The Agreement went beyond specific policy and soared into a debate over fundamental ideology, denouncing the common analysis that climate change is “a problem limited to the rise in temperature without questioning the cause, which is the capitalist system.” The battle between on one hand living sustainably and in harmony with the Earth—“Living Well”—and on the other the continued global pervasion of the capitalist model ran as a thread throughout the whole document, echoing Morales’ opening statements at the beginning of the conference that “either capitalism lives and the earth dies, or capitalism dies and the earth lives.”
In language reminiscent of a Biblical apocalypse, the Agreement warned, “the future of humanity is in danger, and we cannot allow a group of leaders from developed countries to decide for all countries as they tried unsuccessfully to do at the Conference of the Parties in Copenhagen.” It demanded the right to consultation of indigenous peoples in the negotiation and implementation of all climate-change related measures, in accordance with the UN Declaration on the Rights of Indigenous Peoples.
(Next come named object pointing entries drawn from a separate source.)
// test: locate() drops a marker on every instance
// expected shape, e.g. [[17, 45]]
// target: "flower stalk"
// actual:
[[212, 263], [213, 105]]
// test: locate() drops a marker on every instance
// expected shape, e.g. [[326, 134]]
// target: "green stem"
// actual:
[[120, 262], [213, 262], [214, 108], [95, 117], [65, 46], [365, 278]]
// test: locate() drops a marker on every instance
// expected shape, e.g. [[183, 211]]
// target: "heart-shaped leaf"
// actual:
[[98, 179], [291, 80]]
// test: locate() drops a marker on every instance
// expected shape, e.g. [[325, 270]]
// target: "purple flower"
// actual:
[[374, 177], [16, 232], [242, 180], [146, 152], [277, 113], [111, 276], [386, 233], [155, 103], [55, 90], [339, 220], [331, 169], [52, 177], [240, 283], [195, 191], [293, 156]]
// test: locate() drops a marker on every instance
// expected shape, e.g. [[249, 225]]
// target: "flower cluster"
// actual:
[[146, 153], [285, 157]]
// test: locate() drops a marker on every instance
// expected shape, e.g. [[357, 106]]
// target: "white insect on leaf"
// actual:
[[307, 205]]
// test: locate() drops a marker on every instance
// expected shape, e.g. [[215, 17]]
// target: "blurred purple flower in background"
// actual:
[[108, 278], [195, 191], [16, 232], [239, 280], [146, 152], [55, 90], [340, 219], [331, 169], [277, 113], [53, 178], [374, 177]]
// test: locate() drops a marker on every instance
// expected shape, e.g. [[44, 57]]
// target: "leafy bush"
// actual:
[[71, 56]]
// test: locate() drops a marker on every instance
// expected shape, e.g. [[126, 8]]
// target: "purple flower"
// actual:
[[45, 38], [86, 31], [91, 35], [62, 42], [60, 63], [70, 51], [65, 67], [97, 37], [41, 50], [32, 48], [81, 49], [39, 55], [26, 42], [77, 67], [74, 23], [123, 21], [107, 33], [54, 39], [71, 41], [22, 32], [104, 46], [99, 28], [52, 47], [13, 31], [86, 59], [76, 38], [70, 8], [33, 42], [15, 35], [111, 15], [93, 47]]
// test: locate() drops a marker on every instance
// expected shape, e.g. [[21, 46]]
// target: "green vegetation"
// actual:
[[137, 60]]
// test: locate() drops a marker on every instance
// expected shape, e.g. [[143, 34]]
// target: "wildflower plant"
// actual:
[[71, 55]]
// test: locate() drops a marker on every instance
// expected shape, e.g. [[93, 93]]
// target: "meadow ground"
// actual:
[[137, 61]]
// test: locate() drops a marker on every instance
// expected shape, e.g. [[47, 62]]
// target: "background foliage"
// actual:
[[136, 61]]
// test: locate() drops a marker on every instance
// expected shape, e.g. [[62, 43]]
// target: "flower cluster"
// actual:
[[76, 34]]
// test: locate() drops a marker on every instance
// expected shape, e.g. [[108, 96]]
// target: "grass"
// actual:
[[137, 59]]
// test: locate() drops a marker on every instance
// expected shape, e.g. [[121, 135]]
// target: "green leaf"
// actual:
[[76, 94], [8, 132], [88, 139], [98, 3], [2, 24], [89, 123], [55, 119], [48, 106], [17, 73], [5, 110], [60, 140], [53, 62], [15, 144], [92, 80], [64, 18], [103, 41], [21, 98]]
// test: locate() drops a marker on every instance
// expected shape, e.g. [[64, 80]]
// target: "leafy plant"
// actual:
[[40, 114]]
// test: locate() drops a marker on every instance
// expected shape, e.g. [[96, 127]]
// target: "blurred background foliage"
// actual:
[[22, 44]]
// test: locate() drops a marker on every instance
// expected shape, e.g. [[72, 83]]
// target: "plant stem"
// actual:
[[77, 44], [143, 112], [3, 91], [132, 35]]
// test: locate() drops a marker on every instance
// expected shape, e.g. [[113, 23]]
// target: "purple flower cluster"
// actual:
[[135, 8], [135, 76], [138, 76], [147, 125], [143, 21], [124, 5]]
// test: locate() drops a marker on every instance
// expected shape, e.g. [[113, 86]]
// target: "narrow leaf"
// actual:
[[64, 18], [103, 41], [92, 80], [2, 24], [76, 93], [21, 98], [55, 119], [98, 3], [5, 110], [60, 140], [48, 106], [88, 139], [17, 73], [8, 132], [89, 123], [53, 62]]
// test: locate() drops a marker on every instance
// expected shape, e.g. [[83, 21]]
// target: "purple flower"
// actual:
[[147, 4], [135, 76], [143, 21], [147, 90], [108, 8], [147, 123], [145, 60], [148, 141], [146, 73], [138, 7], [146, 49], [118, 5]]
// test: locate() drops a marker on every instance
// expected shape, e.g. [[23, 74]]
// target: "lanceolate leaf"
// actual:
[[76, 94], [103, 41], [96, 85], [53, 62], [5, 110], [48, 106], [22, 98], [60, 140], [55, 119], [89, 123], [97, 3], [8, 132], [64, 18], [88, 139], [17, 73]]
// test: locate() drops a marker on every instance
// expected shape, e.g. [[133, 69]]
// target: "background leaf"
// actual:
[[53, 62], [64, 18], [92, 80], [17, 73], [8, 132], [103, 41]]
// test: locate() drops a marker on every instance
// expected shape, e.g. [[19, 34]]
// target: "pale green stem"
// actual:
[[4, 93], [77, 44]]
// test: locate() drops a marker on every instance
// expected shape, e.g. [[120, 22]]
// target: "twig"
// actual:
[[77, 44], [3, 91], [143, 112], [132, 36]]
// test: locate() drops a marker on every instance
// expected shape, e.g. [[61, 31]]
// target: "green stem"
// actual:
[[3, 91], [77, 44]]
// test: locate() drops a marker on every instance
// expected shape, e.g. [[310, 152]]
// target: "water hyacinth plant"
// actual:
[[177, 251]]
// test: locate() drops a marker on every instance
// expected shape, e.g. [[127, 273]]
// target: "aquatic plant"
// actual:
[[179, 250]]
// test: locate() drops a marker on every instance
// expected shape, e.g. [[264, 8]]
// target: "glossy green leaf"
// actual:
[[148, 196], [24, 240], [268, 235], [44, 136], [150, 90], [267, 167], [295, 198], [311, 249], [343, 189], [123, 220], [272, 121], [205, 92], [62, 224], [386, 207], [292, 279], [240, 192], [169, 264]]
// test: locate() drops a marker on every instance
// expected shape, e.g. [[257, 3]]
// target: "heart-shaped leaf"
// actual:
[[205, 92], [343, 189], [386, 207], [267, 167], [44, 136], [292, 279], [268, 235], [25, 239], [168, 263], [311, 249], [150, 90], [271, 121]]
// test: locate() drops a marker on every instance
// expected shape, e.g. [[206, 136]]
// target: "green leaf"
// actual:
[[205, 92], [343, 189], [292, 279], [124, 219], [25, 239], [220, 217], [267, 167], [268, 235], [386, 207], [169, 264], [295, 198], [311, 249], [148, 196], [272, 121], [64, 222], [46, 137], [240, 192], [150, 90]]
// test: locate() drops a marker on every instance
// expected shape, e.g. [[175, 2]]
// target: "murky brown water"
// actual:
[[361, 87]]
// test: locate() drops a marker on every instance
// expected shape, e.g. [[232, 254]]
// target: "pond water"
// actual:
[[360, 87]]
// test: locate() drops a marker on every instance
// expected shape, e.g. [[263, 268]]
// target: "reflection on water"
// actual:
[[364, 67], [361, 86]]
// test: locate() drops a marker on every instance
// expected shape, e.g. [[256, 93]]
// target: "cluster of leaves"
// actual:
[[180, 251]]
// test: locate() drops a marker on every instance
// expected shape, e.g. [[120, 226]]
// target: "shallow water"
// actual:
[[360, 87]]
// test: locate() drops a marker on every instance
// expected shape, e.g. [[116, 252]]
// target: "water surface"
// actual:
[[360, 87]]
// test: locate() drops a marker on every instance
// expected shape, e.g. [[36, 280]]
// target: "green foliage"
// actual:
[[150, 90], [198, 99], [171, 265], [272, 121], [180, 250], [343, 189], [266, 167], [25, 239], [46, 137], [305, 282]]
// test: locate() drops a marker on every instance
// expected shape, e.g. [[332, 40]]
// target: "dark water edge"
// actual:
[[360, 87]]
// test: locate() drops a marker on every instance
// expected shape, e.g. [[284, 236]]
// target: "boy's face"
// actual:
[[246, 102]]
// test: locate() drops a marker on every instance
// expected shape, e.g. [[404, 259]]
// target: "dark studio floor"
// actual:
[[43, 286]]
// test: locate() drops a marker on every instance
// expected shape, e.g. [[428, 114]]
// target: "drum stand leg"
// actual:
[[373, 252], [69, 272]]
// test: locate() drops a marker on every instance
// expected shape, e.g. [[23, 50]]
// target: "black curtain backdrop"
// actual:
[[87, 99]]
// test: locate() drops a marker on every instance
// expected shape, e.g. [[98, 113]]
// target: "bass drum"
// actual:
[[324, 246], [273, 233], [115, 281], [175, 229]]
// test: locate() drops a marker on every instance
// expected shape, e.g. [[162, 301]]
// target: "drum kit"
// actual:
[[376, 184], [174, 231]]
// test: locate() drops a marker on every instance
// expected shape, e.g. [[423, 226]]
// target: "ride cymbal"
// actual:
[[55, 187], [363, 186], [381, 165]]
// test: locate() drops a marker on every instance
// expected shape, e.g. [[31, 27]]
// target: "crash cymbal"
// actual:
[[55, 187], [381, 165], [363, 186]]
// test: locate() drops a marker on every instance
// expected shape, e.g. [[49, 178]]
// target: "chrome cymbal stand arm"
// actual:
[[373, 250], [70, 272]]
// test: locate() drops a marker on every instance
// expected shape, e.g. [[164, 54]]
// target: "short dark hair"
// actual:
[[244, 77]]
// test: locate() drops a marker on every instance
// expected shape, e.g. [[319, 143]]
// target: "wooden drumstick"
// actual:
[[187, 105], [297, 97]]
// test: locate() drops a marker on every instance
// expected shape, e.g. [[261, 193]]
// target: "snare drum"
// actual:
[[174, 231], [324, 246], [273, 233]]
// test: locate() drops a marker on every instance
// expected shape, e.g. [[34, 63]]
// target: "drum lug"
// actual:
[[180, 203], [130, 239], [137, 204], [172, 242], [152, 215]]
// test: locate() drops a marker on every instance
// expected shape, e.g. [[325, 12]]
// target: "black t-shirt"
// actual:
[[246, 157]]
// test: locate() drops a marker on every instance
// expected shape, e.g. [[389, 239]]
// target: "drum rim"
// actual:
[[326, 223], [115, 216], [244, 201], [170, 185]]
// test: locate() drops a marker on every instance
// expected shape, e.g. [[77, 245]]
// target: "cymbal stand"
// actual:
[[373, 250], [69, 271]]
The main dissent expressed at the meeting focused on contradictions at the local level. Some of the strongest dissenting voices came from Mesa 18, the autonomous space called outside the conference by CONAMAQ, a well-known national organization that represents indigenous nations in the Bolivian altiplano. The groups in Mesa 18 focused on a critique of Bolivia’s own environmental policies, charging that the Morales government, on mining and extraction issues in particular, was adopting the same broken capitalist development strategies of the past and risking the same damaging environmental impacts.
There is little question that the Bolivia meeting was more open and participatory than the usual UN summits, but there is also equal debate over what impact the People’s Agreement and Summit will actually have on global practice and policy. The consensus reached amongst the participants remains a consensus of a group of people already in ideological agreement with one another. Reaching out and gaining support beyond those narrow lines will be harder.